Ik haalde mijn telefoon uit mijn zak, toetste een nummer in en zag dat Miranda zich steeds drukker maakte.
'Ahn-dre-ah!' fluisterde ze, te chic om een scène te maken. 'Wat moet dat voorstellen? Ik zeg dat mijn dochters onmiddellijk een paspoort nodig hebben en jij besluit gezellig te gaan telefoneren? Verkeer je soms in de onjuiste veronderstelling dat ik je daarvoor heb meegenomen naar Parijs?'
Mijn vader nam in zijn spreekkamer na drie keer rinkelen op, maar ik zei niet eens hallo.
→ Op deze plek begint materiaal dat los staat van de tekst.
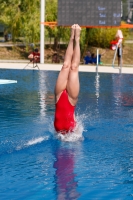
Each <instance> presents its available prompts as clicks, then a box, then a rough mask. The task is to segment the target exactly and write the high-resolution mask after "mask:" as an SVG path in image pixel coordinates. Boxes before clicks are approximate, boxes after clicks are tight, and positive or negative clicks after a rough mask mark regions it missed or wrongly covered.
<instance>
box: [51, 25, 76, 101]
mask: <svg viewBox="0 0 133 200" xmlns="http://www.w3.org/2000/svg"><path fill="white" fill-rule="evenodd" d="M74 37H75V24H74V25H73V26H72V27H71V36H70V40H69V44H68V47H67V50H66V54H65V59H64V63H63V66H62V69H61V71H60V73H59V75H58V78H57V81H56V85H55V97H56V101H57V100H58V98H59V96H60V94H61V92H62V91H63V90H65V89H66V86H67V81H68V75H69V70H70V66H71V61H72V56H73V44H74Z"/></svg>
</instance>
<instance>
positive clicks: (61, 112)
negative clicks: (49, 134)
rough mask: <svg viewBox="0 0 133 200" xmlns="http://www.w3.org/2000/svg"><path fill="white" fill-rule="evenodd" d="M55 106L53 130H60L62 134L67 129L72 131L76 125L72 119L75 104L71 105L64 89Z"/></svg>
mask: <svg viewBox="0 0 133 200" xmlns="http://www.w3.org/2000/svg"><path fill="white" fill-rule="evenodd" d="M55 106H56V107H55V120H54V127H55V130H56V131H57V132H61V133H62V134H65V133H67V132H68V131H73V129H74V127H75V126H76V122H75V120H74V110H75V106H72V105H71V103H70V102H69V99H68V94H67V91H66V90H64V91H63V92H62V94H61V96H60V98H59V100H58V102H57V103H56V104H55Z"/></svg>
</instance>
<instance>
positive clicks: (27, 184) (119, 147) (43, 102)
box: [0, 70, 133, 200]
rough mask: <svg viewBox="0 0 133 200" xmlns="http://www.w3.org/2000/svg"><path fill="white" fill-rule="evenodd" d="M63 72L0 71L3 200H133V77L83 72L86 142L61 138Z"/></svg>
mask: <svg viewBox="0 0 133 200" xmlns="http://www.w3.org/2000/svg"><path fill="white" fill-rule="evenodd" d="M57 75H58V72H51V71H36V70H35V71H32V70H0V78H1V79H13V80H17V81H18V83H17V84H7V85H0V199H1V200H8V199H10V200H42V199H43V200H44V199H52V200H53V199H59V200H64V199H65V200H66V199H67V200H69V199H70V200H71V199H80V200H84V199H85V200H93V199H98V200H99V199H100V200H102V199H103V200H104V199H105V200H107V199H108V200H110V199H111V200H112V199H120V200H128V199H133V75H119V74H99V75H98V74H95V73H80V83H81V89H80V94H79V101H78V104H77V109H76V116H77V119H78V121H79V124H80V127H81V134H82V139H81V137H80V138H79V139H78V138H76V139H75V138H74V137H71V138H70V141H69V142H66V141H64V140H63V141H62V140H59V139H58V138H57V137H55V132H54V128H53V119H54V117H53V116H54V92H53V91H54V85H55V81H56V78H57Z"/></svg>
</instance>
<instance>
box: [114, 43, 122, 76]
mask: <svg viewBox="0 0 133 200" xmlns="http://www.w3.org/2000/svg"><path fill="white" fill-rule="evenodd" d="M119 45H120V50H119V51H120V66H119V67H115V64H114V63H115V59H116V54H117V50H118V46H117V47H116V50H115V54H114V59H113V62H112V67H113V68H115V69H119V73H120V74H121V72H122V42H121V43H120V44H119Z"/></svg>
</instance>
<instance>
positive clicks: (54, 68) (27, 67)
mask: <svg viewBox="0 0 133 200" xmlns="http://www.w3.org/2000/svg"><path fill="white" fill-rule="evenodd" d="M27 63H28V61H7V62H1V61H0V69H18V70H19V69H24V68H25V66H26V64H27ZM38 67H39V69H40V70H49V71H60V69H61V67H62V64H38ZM25 70H38V68H37V67H35V68H33V64H29V65H28V66H27V67H26V68H25ZM79 71H80V72H96V66H94V65H80V66H79ZM98 72H99V73H120V70H119V69H118V68H117V67H116V68H113V67H112V66H101V65H100V66H98ZM121 73H124V74H133V67H122V71H121Z"/></svg>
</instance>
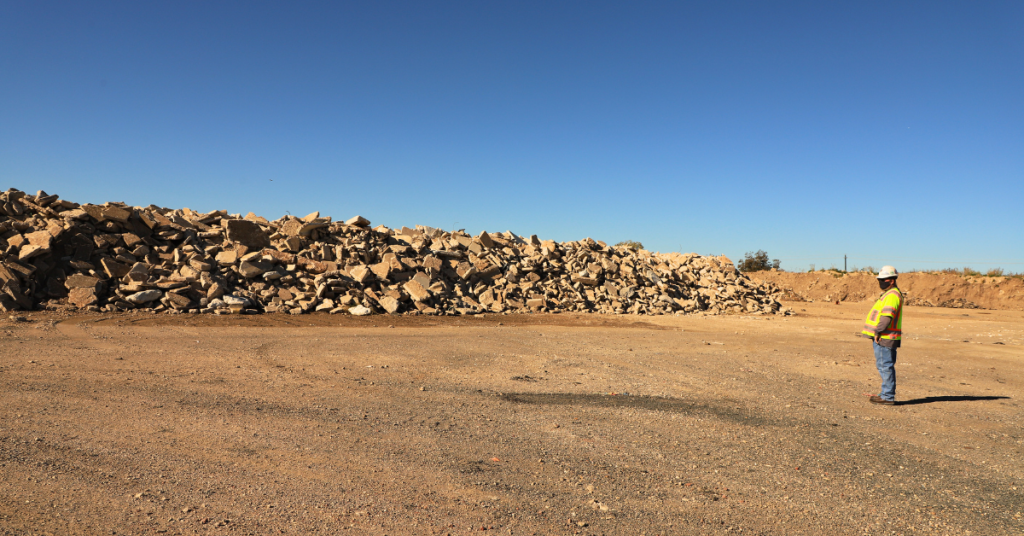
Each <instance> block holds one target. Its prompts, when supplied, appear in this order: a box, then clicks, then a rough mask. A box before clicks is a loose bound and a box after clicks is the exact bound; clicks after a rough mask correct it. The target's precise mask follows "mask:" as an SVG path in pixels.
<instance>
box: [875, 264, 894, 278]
mask: <svg viewBox="0 0 1024 536" xmlns="http://www.w3.org/2000/svg"><path fill="white" fill-rule="evenodd" d="M898 277H899V273H898V272H896V269H894V267H893V266H882V272H879V275H878V279H889V278H898Z"/></svg>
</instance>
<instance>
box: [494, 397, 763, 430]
mask: <svg viewBox="0 0 1024 536" xmlns="http://www.w3.org/2000/svg"><path fill="white" fill-rule="evenodd" d="M500 398H501V399H502V400H505V401H507V402H512V403H515V404H537V405H550V406H575V407H592V408H628V409H641V410H648V411H660V412H667V413H680V414H686V415H705V416H714V417H718V418H721V419H725V420H730V421H733V422H738V423H741V424H749V425H758V426H764V425H772V424H775V423H773V422H771V421H770V420H769V419H767V418H765V417H763V416H761V415H757V414H753V413H751V412H749V411H746V410H742V409H739V408H737V407H736V406H735V405H728V406H727V405H721V404H709V403H708V402H705V401H699V402H698V401H687V400H682V399H675V398H670V397H646V396H635V395H584V394H579V395H578V394H569V393H503V394H501V395H500Z"/></svg>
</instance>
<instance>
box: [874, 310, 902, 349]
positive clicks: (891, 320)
mask: <svg viewBox="0 0 1024 536" xmlns="http://www.w3.org/2000/svg"><path fill="white" fill-rule="evenodd" d="M892 321H893V318H892V317H889V316H885V317H882V318H880V319H879V325H878V326H876V328H874V333H876V334H878V333H882V332H883V331H885V330H886V328H888V327H889V324H891V323H892ZM899 343H900V341H898V340H892V339H879V345H880V346H885V347H887V348H898V347H899Z"/></svg>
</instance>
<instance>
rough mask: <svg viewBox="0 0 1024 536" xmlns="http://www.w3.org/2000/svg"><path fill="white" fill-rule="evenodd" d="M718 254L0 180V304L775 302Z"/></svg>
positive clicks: (506, 306)
mask: <svg viewBox="0 0 1024 536" xmlns="http://www.w3.org/2000/svg"><path fill="white" fill-rule="evenodd" d="M779 295H780V293H779V289H778V288H777V287H775V286H774V285H772V284H770V283H765V284H760V285H759V284H756V283H753V282H752V281H751V280H750V279H748V278H746V277H745V276H743V275H742V274H740V273H738V272H737V271H736V270H735V267H733V265H732V264H731V263H730V262H729V261H728V259H725V257H709V256H700V255H696V254H685V255H683V254H678V253H672V254H659V253H651V252H648V251H645V250H639V251H637V250H633V249H629V248H627V247H611V246H608V245H606V244H604V243H603V242H599V241H594V240H591V239H586V240H581V241H577V242H563V243H557V242H554V241H551V240H539V239H538V238H537V236H532V237H529V238H522V237H519V236H516V235H515V234H513V233H510V232H506V233H493V234H489V233H480V234H479V235H478V236H476V237H473V236H470V235H468V234H466V233H463V232H455V233H447V232H444V231H441V230H439V229H432V228H428V226H423V225H417V226H416V228H415V229H409V228H401V229H387V228H385V226H383V225H381V226H377V228H371V226H370V221H368V220H367V219H365V218H362V217H360V216H355V217H353V218H351V219H349V220H347V221H344V222H341V221H332V220H331V218H330V217H321V215H319V213H313V214H309V215H308V216H306V217H303V218H297V217H293V216H286V217H283V218H281V219H276V220H273V221H267V220H266V219H264V218H262V217H259V216H256V215H254V214H252V213H250V214H248V215H247V216H244V217H242V216H240V215H238V214H228V213H227V212H226V211H222V210H221V211H216V212H210V213H206V214H202V213H197V212H195V211H193V210H189V209H187V208H182V209H178V210H170V209H166V208H160V207H156V206H152V205H151V206H148V207H133V206H128V205H125V204H123V203H106V204H103V205H88V204H87V205H79V204H78V203H72V202H70V201H66V200H61V199H59V198H58V197H57V196H53V195H47V194H46V193H45V192H39V193H38V194H36V195H35V196H33V195H27V194H25V193H24V192H19V191H16V190H8V191H7V192H4V193H3V194H0V310H8V311H9V310H18V308H20V310H37V308H57V307H61V306H70V307H78V308H84V310H89V311H105V312H120V311H128V310H136V308H140V310H148V311H153V312H168V313H185V312H187V313H231V312H234V313H289V314H293V315H299V314H303V313H313V312H329V313H335V314H337V313H344V314H350V315H370V314H377V313H381V314H382V313H388V314H413V315H415V314H424V315H471V314H478V313H488V312H489V313H528V312H548V313H556V312H566V313H567V312H580V313H606V314H634V315H667V314H712V315H714V314H724V313H742V314H754V315H758V314H780V313H782V314H784V313H787V312H786V311H785V310H783V308H782V307H781V305H780V304H779V302H778V297H779Z"/></svg>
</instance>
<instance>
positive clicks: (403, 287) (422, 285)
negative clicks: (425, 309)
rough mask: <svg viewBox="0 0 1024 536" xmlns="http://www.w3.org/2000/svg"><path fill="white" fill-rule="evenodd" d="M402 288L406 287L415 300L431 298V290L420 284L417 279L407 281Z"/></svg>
mask: <svg viewBox="0 0 1024 536" xmlns="http://www.w3.org/2000/svg"><path fill="white" fill-rule="evenodd" d="M401 288H403V289H406V292H408V293H409V295H410V297H412V298H413V299H414V300H415V301H424V300H427V299H429V298H430V291H429V290H427V289H425V288H423V285H421V284H419V283H418V282H417V281H415V280H411V281H409V282H407V283H406V284H404V285H402V286H401Z"/></svg>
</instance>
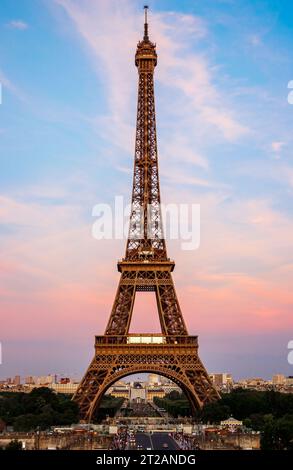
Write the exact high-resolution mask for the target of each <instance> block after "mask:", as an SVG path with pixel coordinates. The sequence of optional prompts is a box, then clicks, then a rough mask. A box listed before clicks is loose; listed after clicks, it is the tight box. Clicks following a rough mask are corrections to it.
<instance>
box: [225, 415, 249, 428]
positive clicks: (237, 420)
mask: <svg viewBox="0 0 293 470" xmlns="http://www.w3.org/2000/svg"><path fill="white" fill-rule="evenodd" d="M220 424H221V426H224V427H228V428H229V429H232V430H233V429H235V428H238V427H239V426H242V425H243V422H242V421H239V420H238V419H235V418H233V416H230V418H228V419H224V420H223V421H221V423H220Z"/></svg>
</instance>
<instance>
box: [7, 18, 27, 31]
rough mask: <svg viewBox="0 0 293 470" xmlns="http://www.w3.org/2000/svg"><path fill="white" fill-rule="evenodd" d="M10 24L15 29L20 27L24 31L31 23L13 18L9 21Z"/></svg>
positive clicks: (13, 28) (22, 20) (16, 28)
mask: <svg viewBox="0 0 293 470" xmlns="http://www.w3.org/2000/svg"><path fill="white" fill-rule="evenodd" d="M8 26H9V27H10V28H13V29H18V30H20V31H24V30H26V29H28V27H29V25H28V23H26V22H25V21H23V20H12V21H10V22H9V23H8Z"/></svg>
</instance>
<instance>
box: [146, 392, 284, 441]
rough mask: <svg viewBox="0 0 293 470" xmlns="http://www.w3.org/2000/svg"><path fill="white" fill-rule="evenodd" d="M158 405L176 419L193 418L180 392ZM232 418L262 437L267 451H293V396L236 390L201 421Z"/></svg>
mask: <svg viewBox="0 0 293 470" xmlns="http://www.w3.org/2000/svg"><path fill="white" fill-rule="evenodd" d="M154 402H155V404H156V405H157V406H159V407H160V408H165V409H166V410H167V411H168V413H170V414H171V415H172V416H174V417H178V416H190V409H189V405H188V401H187V398H186V397H185V396H184V395H183V394H178V392H175V393H173V392H171V393H169V394H168V395H166V396H165V397H164V398H162V399H161V398H154ZM231 415H232V416H234V418H236V419H239V420H242V421H243V424H244V425H245V426H247V427H249V428H251V429H253V430H254V431H259V432H260V433H261V448H262V449H263V450H278V449H280V450H285V449H288V450H293V394H285V393H280V392H275V391H266V392H260V391H257V390H244V389H235V390H232V392H231V393H225V394H223V395H222V399H221V400H219V401H216V402H213V403H208V404H207V405H206V406H205V407H204V408H203V410H201V411H198V414H197V420H198V421H199V422H202V423H214V424H218V423H220V421H222V420H224V419H227V418H228V417H229V416H231Z"/></svg>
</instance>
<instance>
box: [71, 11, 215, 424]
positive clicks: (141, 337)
mask: <svg viewBox="0 0 293 470" xmlns="http://www.w3.org/2000/svg"><path fill="white" fill-rule="evenodd" d="M145 11H146V10H145ZM135 64H136V66H137V68H138V75H139V83H138V105H137V124H136V143H135V159H134V176H133V189H132V206H131V215H130V225H129V236H128V240H127V244H126V253H125V258H124V259H123V260H122V261H120V262H118V271H119V272H120V273H121V277H120V282H119V285H118V289H117V293H116V297H115V300H114V304H113V308H112V311H111V315H110V318H109V321H108V324H107V327H106V331H105V334H104V336H96V342H95V356H94V358H93V360H92V362H91V364H90V366H89V368H88V370H87V372H86V374H85V376H84V378H83V379H82V381H81V383H80V386H79V388H78V390H77V392H76V394H75V395H74V397H73V399H74V400H75V401H76V402H77V403H78V404H79V407H80V414H81V418H82V419H83V420H86V421H90V420H91V419H92V416H93V413H94V411H95V409H96V408H97V407H98V405H99V402H100V400H101V398H102V396H103V394H104V393H105V391H106V390H107V389H108V388H109V387H110V386H111V384H113V383H114V382H116V381H117V380H119V379H120V378H122V377H124V376H127V375H130V374H134V373H138V372H155V373H158V374H160V375H164V376H166V377H168V378H170V379H172V380H173V381H174V382H176V383H177V384H178V385H179V386H180V387H181V388H182V390H183V391H184V392H185V394H186V396H187V397H188V398H189V401H190V404H191V407H192V410H193V411H195V410H196V409H197V408H201V407H202V406H203V405H204V404H205V403H206V402H209V401H211V400H214V399H217V398H219V396H218V393H217V391H216V390H215V389H214V387H213V385H212V383H211V381H210V378H209V376H208V373H207V372H206V370H205V368H204V366H203V364H202V363H201V361H200V359H199V357H198V342H197V336H189V335H188V332H187V328H186V325H185V323H184V319H183V316H182V313H181V310H180V306H179V302H178V299H177V296H176V291H175V287H174V283H173V279H172V274H171V273H172V271H173V269H174V266H175V263H174V262H173V261H170V259H169V258H168V257H167V250H166V243H165V239H164V234H163V229H162V215H161V209H160V203H161V201H160V187H159V172H158V155H157V136H156V117H155V99H154V68H155V66H156V65H157V53H156V46H155V44H153V43H152V42H151V41H150V40H149V36H148V23H147V18H146V19H145V27H144V38H143V40H142V41H140V42H139V43H138V46H137V51H136V56H135ZM137 291H153V292H155V295H156V301H157V307H158V314H159V319H160V324H161V330H162V334H160V335H153V334H150V335H130V334H129V327H130V322H131V316H132V311H133V306H134V301H135V294H136V292H137Z"/></svg>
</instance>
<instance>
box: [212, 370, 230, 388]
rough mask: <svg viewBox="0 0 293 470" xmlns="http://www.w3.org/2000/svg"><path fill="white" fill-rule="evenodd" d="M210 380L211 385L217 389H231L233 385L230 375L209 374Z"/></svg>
mask: <svg viewBox="0 0 293 470" xmlns="http://www.w3.org/2000/svg"><path fill="white" fill-rule="evenodd" d="M210 378H211V380H212V382H213V385H215V386H216V387H218V388H223V387H224V388H228V387H232V385H233V378H232V375H231V374H227V373H226V372H225V373H219V374H210Z"/></svg>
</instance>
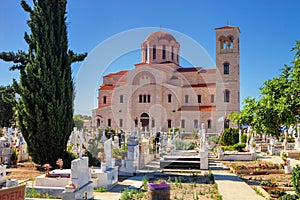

'Pap, ik neem het eerste vliegtuig dat ik kan krijgen. Ik bel je zodra ik op het vliegveld in New York ben. Ik kom naar huis.' Ik klapte de telefoon dicht voordat hij iets terug kon zeggen en keek Miranda aan, die oprecht verbaasd leek. Er brak een glimlach door de hoofdpijn en misselijkheid toen ik besefte dat ze heel even sprakeloos was, dankzij mij. Helaas herstelde ze zich snel. Er bestaat een kansje dat ik niet ontslagen zou zijn als ik onmiddellijk had gesmeekt, alles had uitgelegd en niet zo opstandig had gedaan, maar ik kon geen greintje zelfbeheersing meer opbrengen.
'Ahn-dre-ah, je snapt toch wel waar je mee bezig bent, hè? Je weet dat als je nu vertrekt, ik gedwongen zal zijn...'
'Fuck you, Miranda. Fuck you!'
Ze hapte hoorbaar naar adem en sloeg geschrokken haar hand voor haar mond, en ik voelde hoe een flink aantal modeminnaars zich omdraaide om te kijken waar die commotie vandaan kwam. Ze begonnen te wijzen en te fluisteren, net zo geschokt als Miranda dat een of andere onbeduidende assistente zoiets durfde te zeggen - en niet erg zachtjes - tegen een van de grootste levende legenden in de modewereld.
'Ahn-dre-ah!' Ze pakte me met haar klauwachtige hand bij mijn bovenarm, maar ik rukte hem los en zette een enorme glimlach op. Dit leek me bovendien een geschikt moment om op te houden met fluisteren en ons geheimpje met de anderen te delen.
'Het spijt me, Miranda,' zei ik met mijn gewone stem, die voor het eerst sinds ik in Parijs was niet vreselijk onvast klonk. 'Ik kan morgen helaas niet op je feestje komen. Dat begrijp je toch wel, hè? Het wordt vast enig, dus geniet er alsjeblieft van. Dat was het.' En voordat ze kon reageren, hees ik mijn tas wat hoger op mijn schouder en liep ik zonder me iets aan te trekken van de pijn die van mijn hielen tot mijn tenen door mijn voeten trok naar buiten om een taxi aan te houden. Ik kon me niet herinneren dat ik me ooit lekkerder had gevoeld. Ik ging naar huis.